Plus, Hamilton is not one who typically engaged physically. Remember last year in the playoffs when Hamilton avoided contact when Alexander Ovechkin?
Add all this up, and it’s no wonder Hamilton isn’t even top four on his team for defensemen in average shorthanded time on ice.
Speaking of special teams, 10 of Hamilton’s 28 points came on the power play this year. That’s over a third of his production. No way would he have those numbers in Boston with Torey Krug on the roster. Hamilton would line up on the second unit, not the first.

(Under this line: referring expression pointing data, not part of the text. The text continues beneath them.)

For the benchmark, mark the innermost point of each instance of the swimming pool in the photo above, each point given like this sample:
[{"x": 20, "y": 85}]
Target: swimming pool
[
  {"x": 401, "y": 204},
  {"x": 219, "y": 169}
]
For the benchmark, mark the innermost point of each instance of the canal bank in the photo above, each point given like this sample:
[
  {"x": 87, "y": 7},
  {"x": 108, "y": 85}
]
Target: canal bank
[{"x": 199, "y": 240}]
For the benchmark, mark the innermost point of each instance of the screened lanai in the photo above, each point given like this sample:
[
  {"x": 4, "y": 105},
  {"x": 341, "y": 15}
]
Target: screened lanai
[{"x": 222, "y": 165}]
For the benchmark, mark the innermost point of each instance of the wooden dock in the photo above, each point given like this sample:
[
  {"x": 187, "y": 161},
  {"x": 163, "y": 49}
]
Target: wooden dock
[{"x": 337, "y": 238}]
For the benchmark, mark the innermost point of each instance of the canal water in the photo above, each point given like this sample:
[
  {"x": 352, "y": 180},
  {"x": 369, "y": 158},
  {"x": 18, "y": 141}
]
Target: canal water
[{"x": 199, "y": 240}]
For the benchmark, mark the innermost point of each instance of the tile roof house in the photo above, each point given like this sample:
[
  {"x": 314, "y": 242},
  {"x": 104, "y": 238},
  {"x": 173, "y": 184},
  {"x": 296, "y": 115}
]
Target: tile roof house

McAvoy can’t find his offense this year, but he still projects to be a better all-around defenseman than Hamilton. And Carlo, given his defensive strengths, is a better fit underneath McAvoy on that second pair.
That means even if Hamilton were in Boston, he wouldn’t see the ice time that he sees now in Carolina. Now of course, maybe the Bruins don’t draft McAvoy or Carlo if they re-signed Hamilton. He’d have a spot in the lineup, but that doesn’t mean Boston would be better off with Hamilton instead of McAvoy or Carlo.

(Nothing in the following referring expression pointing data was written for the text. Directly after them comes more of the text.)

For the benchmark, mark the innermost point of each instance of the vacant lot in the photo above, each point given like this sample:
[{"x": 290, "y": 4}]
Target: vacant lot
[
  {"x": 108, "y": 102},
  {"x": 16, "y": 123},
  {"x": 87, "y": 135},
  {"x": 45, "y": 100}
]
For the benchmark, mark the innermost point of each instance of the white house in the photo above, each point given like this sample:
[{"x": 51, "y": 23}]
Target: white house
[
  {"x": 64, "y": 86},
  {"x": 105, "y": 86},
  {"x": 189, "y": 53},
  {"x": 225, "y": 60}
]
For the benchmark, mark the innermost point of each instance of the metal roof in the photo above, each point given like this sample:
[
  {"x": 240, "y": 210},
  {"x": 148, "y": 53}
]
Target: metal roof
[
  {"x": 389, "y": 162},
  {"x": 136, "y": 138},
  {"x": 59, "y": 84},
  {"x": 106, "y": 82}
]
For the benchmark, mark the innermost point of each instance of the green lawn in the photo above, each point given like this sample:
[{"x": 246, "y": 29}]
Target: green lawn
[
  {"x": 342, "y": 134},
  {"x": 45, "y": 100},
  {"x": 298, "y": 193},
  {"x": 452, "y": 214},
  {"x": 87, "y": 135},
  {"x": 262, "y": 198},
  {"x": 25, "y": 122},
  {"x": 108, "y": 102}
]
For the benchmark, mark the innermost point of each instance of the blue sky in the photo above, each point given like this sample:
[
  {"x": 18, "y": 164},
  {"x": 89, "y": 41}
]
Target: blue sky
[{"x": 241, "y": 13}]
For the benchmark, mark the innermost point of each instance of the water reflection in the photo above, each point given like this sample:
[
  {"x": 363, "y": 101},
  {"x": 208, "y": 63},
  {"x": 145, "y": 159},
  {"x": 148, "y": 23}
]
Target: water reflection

To recap, Hamilton’s great offensively, but this doesn’t quite make up for his defensive issues. He never really developed into the two-way stud many thought the Bruins drafted and eventually traded away.
On top of that, the Bruins currently have two younger right-shot defensemen who are better fits on the roster than Hamilton. McAvoy has more upside, and Carlo is better defensively.
What does all this mean? The Bruins don’t regret the Hamilton trade. That doesn’t mean they got fair or equal value in return, but Boston certainly doesn’t miss Hamilton in the lineup.